Professor Carel le Roux
Head of Pathology at University College Dublin
3rd World Congress on Pathology and Cancer Diagnosis - 2022
Moving cancer diagnosis (accurate, yet detailed and personalized) into the minimally invasive or non-invasive procedural category means getting more out of less. Accordingly, the search is on for more specific tumor markers or cancer indicators and especially those that can be identified from few DNA or cellular fragments floating in a standard blood sample: the so-called "liquid biopsies". While currently there is no single marker or single molecule that can be claimed as a definitive diagnostic marker of a specific cancer type, this frontier is being vigorously explored.

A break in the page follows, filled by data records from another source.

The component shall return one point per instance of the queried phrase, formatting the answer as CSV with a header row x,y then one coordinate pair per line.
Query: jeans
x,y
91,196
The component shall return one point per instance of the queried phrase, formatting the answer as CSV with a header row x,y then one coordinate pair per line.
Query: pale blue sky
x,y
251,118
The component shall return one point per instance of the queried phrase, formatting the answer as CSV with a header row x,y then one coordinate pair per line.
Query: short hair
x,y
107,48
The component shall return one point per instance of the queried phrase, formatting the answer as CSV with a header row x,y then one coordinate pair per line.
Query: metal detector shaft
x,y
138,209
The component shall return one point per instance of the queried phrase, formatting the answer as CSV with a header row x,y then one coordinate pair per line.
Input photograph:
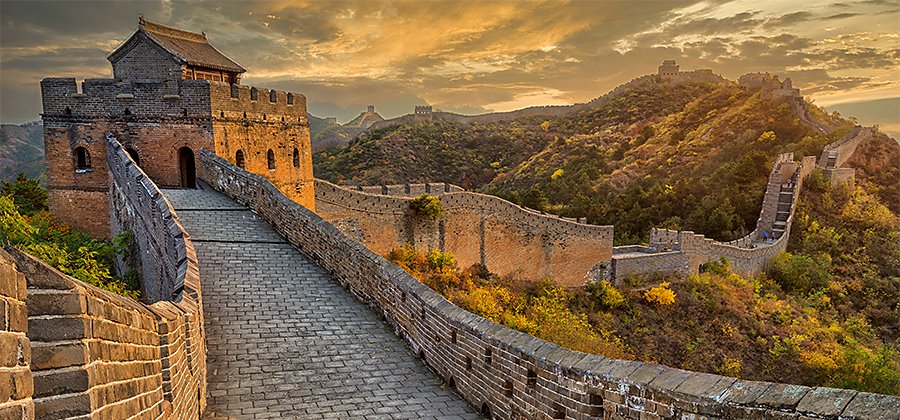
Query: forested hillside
x,y
21,150
692,155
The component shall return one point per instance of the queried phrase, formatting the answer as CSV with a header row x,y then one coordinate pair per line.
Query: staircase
x,y
783,210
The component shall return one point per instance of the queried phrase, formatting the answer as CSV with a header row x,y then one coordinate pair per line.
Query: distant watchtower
x,y
172,94
365,119
423,112
668,68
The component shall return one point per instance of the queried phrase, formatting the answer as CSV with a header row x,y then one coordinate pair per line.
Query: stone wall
x,y
255,120
684,252
508,374
155,121
16,381
409,190
836,154
146,117
638,264
475,228
100,355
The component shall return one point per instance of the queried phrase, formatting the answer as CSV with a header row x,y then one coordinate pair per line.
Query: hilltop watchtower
x,y
172,94
668,68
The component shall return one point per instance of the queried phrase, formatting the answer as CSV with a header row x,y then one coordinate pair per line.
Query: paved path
x,y
285,340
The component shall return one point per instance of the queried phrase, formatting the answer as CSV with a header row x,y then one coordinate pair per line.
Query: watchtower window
x,y
134,156
82,160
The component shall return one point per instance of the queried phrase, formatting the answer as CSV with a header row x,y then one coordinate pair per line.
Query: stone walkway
x,y
285,340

One promising example is that of the so-called "ENOX2 proteins". These are novel markers claimed to be cancer type specific (Ecto-Nicotineamide Oxidase type enzymes translated only in embryonic and cancer cells as opposed to ENOX1 which are a similar class but expressed on normal adult cells). The hope is that such markers can be identified on cells or cell fragments contained in "liquid biopsies", making the combination uniquely diagnostic. Future research activities in Pathology (disease associated tissue changes) may not stop at the molecular level but are, indeed, trending towards even smaller structural units such as atoms or even subatomic particles (nanopathology?).